At 4:20 this afternoon, Asakawa had watched as a fax had crawled out of the machine at the office. It was a reply from the Atami bureau, and he had expected it to contain a copy of the Villa Log Cabin’s guest register for August 27th through the 30th. When he saw it he did a little dance. His hunch was right. There were four names he recognized: Nonoyama, Tomoko Oishi, Haruko Tsuji, and Takehiko Nomi. The four of them had spent the night of the 29th in cabin B-4. Obviously, Shuichi Iwata had used Nonoyama’s name. With this he knew when and where the four had been together: on Wednesday, August 29th, at South Hakone Pacific Land, Villa Log Cabin, No. B-4. It was exactly a week prior to their mysterious deaths.
There and then he’d picked up the receiver and dialed the number for Villa Log Cabin to make a reservation for tonight for cabin B-4. All he had tomorrow was a staff meeting at eleven. He could spend the night down in Hakone and easily be back in time.
… Well, that’s it. I’m going. The actual place.
He was eager. Never in his wildest dreams could he imagine what awaited him there.
There was a tollbooth just as he cam
e out of the tunnel, and as he handed over three hundred-yen coins he asked the attendant, “Is South Hakone Pacific Land up ahead?”
He knew full well it was. He’d checked his map any number of times. He just felt like it had been a long time since he’d seen another human being, and something within him wanted to talk.
“There’s a sign just up ahead. Make a left there.”

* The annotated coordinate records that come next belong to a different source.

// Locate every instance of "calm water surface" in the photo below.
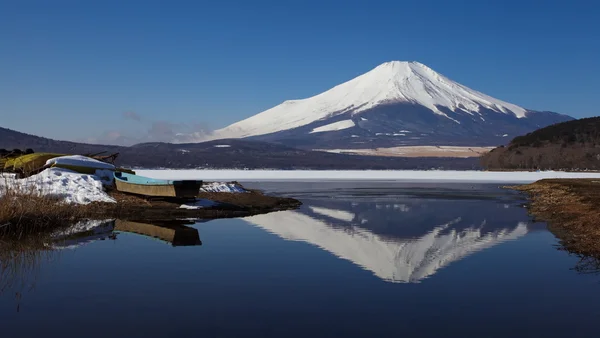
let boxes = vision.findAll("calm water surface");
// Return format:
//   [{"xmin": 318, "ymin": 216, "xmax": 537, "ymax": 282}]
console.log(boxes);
[{"xmin": 0, "ymin": 182, "xmax": 600, "ymax": 337}]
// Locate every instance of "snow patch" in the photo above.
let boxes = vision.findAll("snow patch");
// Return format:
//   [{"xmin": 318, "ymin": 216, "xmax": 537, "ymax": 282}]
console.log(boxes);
[
  {"xmin": 137, "ymin": 169, "xmax": 600, "ymax": 185},
  {"xmin": 0, "ymin": 168, "xmax": 116, "ymax": 204},
  {"xmin": 309, "ymin": 120, "xmax": 355, "ymax": 134},
  {"xmin": 179, "ymin": 198, "xmax": 219, "ymax": 210}
]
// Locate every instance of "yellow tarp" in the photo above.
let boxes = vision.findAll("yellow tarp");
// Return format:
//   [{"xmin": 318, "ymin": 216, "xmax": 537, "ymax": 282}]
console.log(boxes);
[{"xmin": 4, "ymin": 153, "xmax": 65, "ymax": 172}]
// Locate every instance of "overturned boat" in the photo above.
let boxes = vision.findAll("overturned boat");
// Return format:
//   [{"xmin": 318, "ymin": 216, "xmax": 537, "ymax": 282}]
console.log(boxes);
[{"xmin": 114, "ymin": 171, "xmax": 202, "ymax": 198}]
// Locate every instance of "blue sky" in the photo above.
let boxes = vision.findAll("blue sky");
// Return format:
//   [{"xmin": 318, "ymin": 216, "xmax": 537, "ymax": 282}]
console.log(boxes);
[{"xmin": 0, "ymin": 0, "xmax": 600, "ymax": 140}]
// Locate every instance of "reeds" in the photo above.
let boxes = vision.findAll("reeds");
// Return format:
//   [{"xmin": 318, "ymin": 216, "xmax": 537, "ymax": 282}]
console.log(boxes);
[{"xmin": 0, "ymin": 178, "xmax": 83, "ymax": 238}]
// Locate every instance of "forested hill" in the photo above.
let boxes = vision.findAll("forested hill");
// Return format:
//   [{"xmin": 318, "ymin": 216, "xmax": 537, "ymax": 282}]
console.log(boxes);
[
  {"xmin": 481, "ymin": 117, "xmax": 600, "ymax": 170},
  {"xmin": 0, "ymin": 127, "xmax": 479, "ymax": 170}
]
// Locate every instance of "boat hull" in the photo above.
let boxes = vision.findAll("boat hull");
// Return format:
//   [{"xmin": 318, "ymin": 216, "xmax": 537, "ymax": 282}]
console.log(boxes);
[{"xmin": 115, "ymin": 173, "xmax": 202, "ymax": 198}]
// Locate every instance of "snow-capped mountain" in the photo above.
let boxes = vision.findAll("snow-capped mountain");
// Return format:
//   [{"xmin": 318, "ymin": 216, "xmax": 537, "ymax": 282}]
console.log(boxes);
[{"xmin": 213, "ymin": 61, "xmax": 572, "ymax": 148}]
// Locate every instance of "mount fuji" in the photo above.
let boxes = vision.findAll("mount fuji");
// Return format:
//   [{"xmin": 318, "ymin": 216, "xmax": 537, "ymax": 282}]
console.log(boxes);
[{"xmin": 211, "ymin": 61, "xmax": 573, "ymax": 149}]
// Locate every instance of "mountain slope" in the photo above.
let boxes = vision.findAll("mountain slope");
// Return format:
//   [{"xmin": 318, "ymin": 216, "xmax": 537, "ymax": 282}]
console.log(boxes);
[
  {"xmin": 0, "ymin": 127, "xmax": 478, "ymax": 169},
  {"xmin": 214, "ymin": 61, "xmax": 572, "ymax": 148}
]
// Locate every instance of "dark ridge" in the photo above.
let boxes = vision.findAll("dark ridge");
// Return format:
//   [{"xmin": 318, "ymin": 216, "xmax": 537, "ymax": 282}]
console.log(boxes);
[
  {"xmin": 0, "ymin": 128, "xmax": 480, "ymax": 170},
  {"xmin": 481, "ymin": 117, "xmax": 600, "ymax": 171}
]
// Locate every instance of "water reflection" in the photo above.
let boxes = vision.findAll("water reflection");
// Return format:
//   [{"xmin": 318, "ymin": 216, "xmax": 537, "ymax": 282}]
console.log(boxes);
[
  {"xmin": 0, "ymin": 235, "xmax": 55, "ymax": 312},
  {"xmin": 245, "ymin": 187, "xmax": 533, "ymax": 283},
  {"xmin": 53, "ymin": 219, "xmax": 202, "ymax": 249}
]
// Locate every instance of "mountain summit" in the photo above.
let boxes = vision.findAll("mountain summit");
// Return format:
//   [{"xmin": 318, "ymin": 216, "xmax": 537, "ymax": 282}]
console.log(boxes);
[{"xmin": 215, "ymin": 61, "xmax": 572, "ymax": 148}]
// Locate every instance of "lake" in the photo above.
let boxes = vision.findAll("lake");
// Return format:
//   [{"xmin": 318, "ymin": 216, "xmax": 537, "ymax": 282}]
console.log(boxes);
[{"xmin": 0, "ymin": 181, "xmax": 600, "ymax": 338}]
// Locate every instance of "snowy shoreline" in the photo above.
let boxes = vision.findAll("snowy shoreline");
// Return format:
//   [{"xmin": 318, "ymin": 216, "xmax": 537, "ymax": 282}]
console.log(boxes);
[{"xmin": 136, "ymin": 169, "xmax": 600, "ymax": 183}]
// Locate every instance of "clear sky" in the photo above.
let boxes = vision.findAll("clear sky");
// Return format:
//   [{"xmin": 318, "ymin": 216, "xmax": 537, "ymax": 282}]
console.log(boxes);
[{"xmin": 0, "ymin": 0, "xmax": 600, "ymax": 141}]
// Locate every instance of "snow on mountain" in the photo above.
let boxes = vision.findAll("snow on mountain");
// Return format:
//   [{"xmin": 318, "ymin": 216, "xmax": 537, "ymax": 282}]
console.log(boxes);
[
  {"xmin": 214, "ymin": 61, "xmax": 527, "ymax": 138},
  {"xmin": 310, "ymin": 120, "xmax": 355, "ymax": 134}
]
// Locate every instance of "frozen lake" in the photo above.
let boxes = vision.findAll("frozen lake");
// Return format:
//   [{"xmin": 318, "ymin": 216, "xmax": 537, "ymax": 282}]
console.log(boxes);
[{"xmin": 136, "ymin": 170, "xmax": 600, "ymax": 183}]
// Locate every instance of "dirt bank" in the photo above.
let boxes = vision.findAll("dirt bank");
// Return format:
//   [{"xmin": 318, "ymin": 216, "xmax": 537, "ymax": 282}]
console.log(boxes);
[
  {"xmin": 510, "ymin": 179, "xmax": 600, "ymax": 257},
  {"xmin": 84, "ymin": 187, "xmax": 302, "ymax": 220}
]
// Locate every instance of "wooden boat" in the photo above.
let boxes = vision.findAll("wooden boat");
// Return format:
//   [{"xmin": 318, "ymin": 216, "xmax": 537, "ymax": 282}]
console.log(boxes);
[{"xmin": 114, "ymin": 172, "xmax": 202, "ymax": 198}]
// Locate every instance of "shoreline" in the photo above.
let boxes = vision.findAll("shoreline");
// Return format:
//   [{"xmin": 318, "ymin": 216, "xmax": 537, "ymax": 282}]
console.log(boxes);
[
  {"xmin": 82, "ymin": 190, "xmax": 302, "ymax": 221},
  {"xmin": 0, "ymin": 186, "xmax": 302, "ymax": 239},
  {"xmin": 506, "ymin": 179, "xmax": 600, "ymax": 258}
]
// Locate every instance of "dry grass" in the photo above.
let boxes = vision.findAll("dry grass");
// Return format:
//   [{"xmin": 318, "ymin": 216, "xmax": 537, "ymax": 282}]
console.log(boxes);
[
  {"xmin": 0, "ymin": 233, "xmax": 57, "ymax": 312},
  {"xmin": 513, "ymin": 179, "xmax": 600, "ymax": 258},
  {"xmin": 0, "ymin": 184, "xmax": 83, "ymax": 238}
]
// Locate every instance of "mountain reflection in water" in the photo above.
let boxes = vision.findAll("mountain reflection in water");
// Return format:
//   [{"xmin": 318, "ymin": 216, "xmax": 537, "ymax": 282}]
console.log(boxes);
[{"xmin": 244, "ymin": 185, "xmax": 532, "ymax": 283}]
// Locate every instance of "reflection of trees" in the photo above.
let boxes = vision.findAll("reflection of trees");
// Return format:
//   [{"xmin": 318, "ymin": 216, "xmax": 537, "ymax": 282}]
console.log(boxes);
[
  {"xmin": 573, "ymin": 255, "xmax": 600, "ymax": 274},
  {"xmin": 0, "ymin": 236, "xmax": 55, "ymax": 312}
]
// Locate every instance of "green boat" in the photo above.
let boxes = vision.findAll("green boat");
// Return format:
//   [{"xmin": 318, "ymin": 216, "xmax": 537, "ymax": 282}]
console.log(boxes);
[{"xmin": 114, "ymin": 171, "xmax": 202, "ymax": 198}]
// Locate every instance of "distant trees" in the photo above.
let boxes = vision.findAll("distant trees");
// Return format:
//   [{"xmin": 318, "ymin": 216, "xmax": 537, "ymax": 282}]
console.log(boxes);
[{"xmin": 481, "ymin": 117, "xmax": 600, "ymax": 170}]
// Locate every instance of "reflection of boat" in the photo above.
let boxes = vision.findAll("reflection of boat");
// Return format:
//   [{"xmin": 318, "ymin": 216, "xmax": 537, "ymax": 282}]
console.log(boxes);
[
  {"xmin": 115, "ymin": 220, "xmax": 202, "ymax": 246},
  {"xmin": 115, "ymin": 172, "xmax": 202, "ymax": 198}
]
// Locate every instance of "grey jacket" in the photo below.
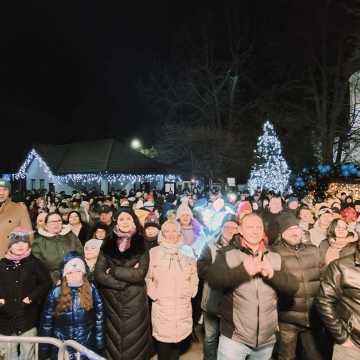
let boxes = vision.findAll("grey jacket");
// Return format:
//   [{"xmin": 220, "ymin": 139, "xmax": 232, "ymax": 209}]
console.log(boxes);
[
  {"xmin": 197, "ymin": 236, "xmax": 223, "ymax": 315},
  {"xmin": 206, "ymin": 239, "xmax": 299, "ymax": 347}
]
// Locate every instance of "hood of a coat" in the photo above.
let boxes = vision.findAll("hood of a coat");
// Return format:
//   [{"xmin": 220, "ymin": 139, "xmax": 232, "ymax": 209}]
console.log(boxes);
[{"xmin": 38, "ymin": 225, "xmax": 71, "ymax": 237}]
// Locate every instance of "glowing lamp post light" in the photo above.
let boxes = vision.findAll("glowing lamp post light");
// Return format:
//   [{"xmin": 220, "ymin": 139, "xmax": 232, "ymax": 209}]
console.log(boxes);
[{"xmin": 130, "ymin": 139, "xmax": 141, "ymax": 150}]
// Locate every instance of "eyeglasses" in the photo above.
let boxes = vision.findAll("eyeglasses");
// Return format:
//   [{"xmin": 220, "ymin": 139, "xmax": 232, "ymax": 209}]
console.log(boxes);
[
  {"xmin": 335, "ymin": 226, "xmax": 348, "ymax": 230},
  {"xmin": 48, "ymin": 220, "xmax": 62, "ymax": 224}
]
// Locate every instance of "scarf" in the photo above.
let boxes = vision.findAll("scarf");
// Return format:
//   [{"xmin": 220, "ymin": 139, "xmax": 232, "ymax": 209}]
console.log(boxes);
[
  {"xmin": 160, "ymin": 241, "xmax": 182, "ymax": 270},
  {"xmin": 113, "ymin": 226, "xmax": 136, "ymax": 253},
  {"xmin": 5, "ymin": 248, "xmax": 31, "ymax": 261},
  {"xmin": 67, "ymin": 279, "xmax": 84, "ymax": 288},
  {"xmin": 325, "ymin": 237, "xmax": 357, "ymax": 265},
  {"xmin": 181, "ymin": 225, "xmax": 194, "ymax": 245}
]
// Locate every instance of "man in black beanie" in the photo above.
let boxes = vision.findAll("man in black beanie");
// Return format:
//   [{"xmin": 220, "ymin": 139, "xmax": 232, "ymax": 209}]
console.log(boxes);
[{"xmin": 272, "ymin": 212, "xmax": 324, "ymax": 360}]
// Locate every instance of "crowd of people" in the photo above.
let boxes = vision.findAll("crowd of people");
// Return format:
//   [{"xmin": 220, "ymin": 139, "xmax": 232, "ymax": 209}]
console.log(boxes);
[{"xmin": 0, "ymin": 179, "xmax": 360, "ymax": 360}]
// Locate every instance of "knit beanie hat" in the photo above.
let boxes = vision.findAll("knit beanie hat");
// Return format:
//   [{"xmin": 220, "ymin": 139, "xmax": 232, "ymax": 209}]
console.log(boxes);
[
  {"xmin": 0, "ymin": 179, "xmax": 11, "ymax": 191},
  {"xmin": 340, "ymin": 206, "xmax": 358, "ymax": 224},
  {"xmin": 62, "ymin": 251, "xmax": 86, "ymax": 277},
  {"xmin": 8, "ymin": 226, "xmax": 34, "ymax": 248},
  {"xmin": 278, "ymin": 211, "xmax": 299, "ymax": 234},
  {"xmin": 144, "ymin": 212, "xmax": 160, "ymax": 230},
  {"xmin": 176, "ymin": 204, "xmax": 193, "ymax": 219},
  {"xmin": 84, "ymin": 239, "xmax": 103, "ymax": 251},
  {"xmin": 236, "ymin": 200, "xmax": 253, "ymax": 217}
]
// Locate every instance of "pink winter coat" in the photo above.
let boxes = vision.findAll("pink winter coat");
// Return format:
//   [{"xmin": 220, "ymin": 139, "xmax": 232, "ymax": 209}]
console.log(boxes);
[{"xmin": 146, "ymin": 242, "xmax": 199, "ymax": 343}]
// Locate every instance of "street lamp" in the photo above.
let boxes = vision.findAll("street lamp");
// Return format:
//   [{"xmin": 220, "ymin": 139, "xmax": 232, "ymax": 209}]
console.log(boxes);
[{"xmin": 130, "ymin": 139, "xmax": 141, "ymax": 150}]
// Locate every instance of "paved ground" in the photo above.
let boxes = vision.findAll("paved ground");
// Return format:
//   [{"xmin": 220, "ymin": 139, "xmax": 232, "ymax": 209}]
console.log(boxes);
[
  {"xmin": 151, "ymin": 329, "xmax": 203, "ymax": 360},
  {"xmin": 151, "ymin": 342, "xmax": 202, "ymax": 360},
  {"xmin": 180, "ymin": 342, "xmax": 202, "ymax": 360}
]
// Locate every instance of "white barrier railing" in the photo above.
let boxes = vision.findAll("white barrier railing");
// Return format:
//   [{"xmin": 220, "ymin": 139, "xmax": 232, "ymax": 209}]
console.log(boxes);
[{"xmin": 0, "ymin": 335, "xmax": 106, "ymax": 360}]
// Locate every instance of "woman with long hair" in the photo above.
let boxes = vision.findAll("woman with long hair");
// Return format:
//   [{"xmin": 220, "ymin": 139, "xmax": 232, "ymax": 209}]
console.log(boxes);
[
  {"xmin": 31, "ymin": 213, "xmax": 83, "ymax": 285},
  {"xmin": 40, "ymin": 251, "xmax": 104, "ymax": 360},
  {"xmin": 146, "ymin": 221, "xmax": 199, "ymax": 360},
  {"xmin": 95, "ymin": 208, "xmax": 151, "ymax": 360},
  {"xmin": 320, "ymin": 219, "xmax": 358, "ymax": 265},
  {"xmin": 68, "ymin": 210, "xmax": 90, "ymax": 246}
]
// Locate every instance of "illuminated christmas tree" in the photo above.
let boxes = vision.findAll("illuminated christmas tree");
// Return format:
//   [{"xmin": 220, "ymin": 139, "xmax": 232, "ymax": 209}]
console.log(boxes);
[{"xmin": 248, "ymin": 121, "xmax": 291, "ymax": 194}]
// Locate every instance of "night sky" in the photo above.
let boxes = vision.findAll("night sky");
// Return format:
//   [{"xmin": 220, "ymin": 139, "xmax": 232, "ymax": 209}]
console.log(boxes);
[{"xmin": 0, "ymin": 0, "xmax": 358, "ymax": 172}]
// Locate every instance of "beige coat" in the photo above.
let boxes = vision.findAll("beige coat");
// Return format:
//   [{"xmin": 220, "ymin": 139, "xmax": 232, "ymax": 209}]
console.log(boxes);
[
  {"xmin": 0, "ymin": 199, "xmax": 32, "ymax": 259},
  {"xmin": 146, "ymin": 243, "xmax": 199, "ymax": 343}
]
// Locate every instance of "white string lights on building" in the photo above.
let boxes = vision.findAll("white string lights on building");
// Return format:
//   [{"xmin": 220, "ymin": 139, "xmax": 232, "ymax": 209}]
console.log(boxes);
[
  {"xmin": 14, "ymin": 149, "xmax": 58, "ymax": 183},
  {"xmin": 14, "ymin": 149, "xmax": 181, "ymax": 184}
]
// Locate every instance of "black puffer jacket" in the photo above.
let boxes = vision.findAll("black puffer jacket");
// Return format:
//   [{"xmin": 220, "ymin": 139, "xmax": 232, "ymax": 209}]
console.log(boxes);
[
  {"xmin": 0, "ymin": 255, "xmax": 51, "ymax": 335},
  {"xmin": 95, "ymin": 235, "xmax": 151, "ymax": 360},
  {"xmin": 272, "ymin": 240, "xmax": 322, "ymax": 327},
  {"xmin": 316, "ymin": 246, "xmax": 360, "ymax": 347}
]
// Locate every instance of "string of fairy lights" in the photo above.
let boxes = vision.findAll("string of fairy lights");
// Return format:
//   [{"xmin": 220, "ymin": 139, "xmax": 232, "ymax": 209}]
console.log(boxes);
[
  {"xmin": 248, "ymin": 121, "xmax": 291, "ymax": 194},
  {"xmin": 14, "ymin": 149, "xmax": 181, "ymax": 184}
]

He took his receipt. With so little traffic, it hardly seemed worth having someone stationed here. How long was this guy planning to stand there in his booth? Asakawa made no move to drive off, and the man began to give him a suspicious look. Asakawa forced a smile and pulled away slowly.
The joy he’d felt a few hours ago at establishing a common time and place for the four victims had withered and died. Their faces flickered behind his eyelids. They’d died exactly one week after staying in Villa Log Cabin. Now’s the time to turn back, they seemed to be telling him, leering. But he couldn’t turn back now. First of all, his instincts as a reporter had kicked into gear. On the other hand, there was no denying that he was scared to be going alone. If he’d called Yoshino, chances were he would have come running, but he didn’t think having a colleague along was such a good idea. Asakawa had already written up his progress so far and saved it on a floppy disk. What he wanted was someone who wouldn’t run around getting in his way, but simply help him pursue this … It wasn’t like he didn’t have someone in mind. He did know one man who would tag along out of pure curiosity. He was a part-time lecturer at a university, so he had plenty of free time. He was just the guy. But he was … idiosyncratic. Asakawa wasn’t sure how long he could take his personality.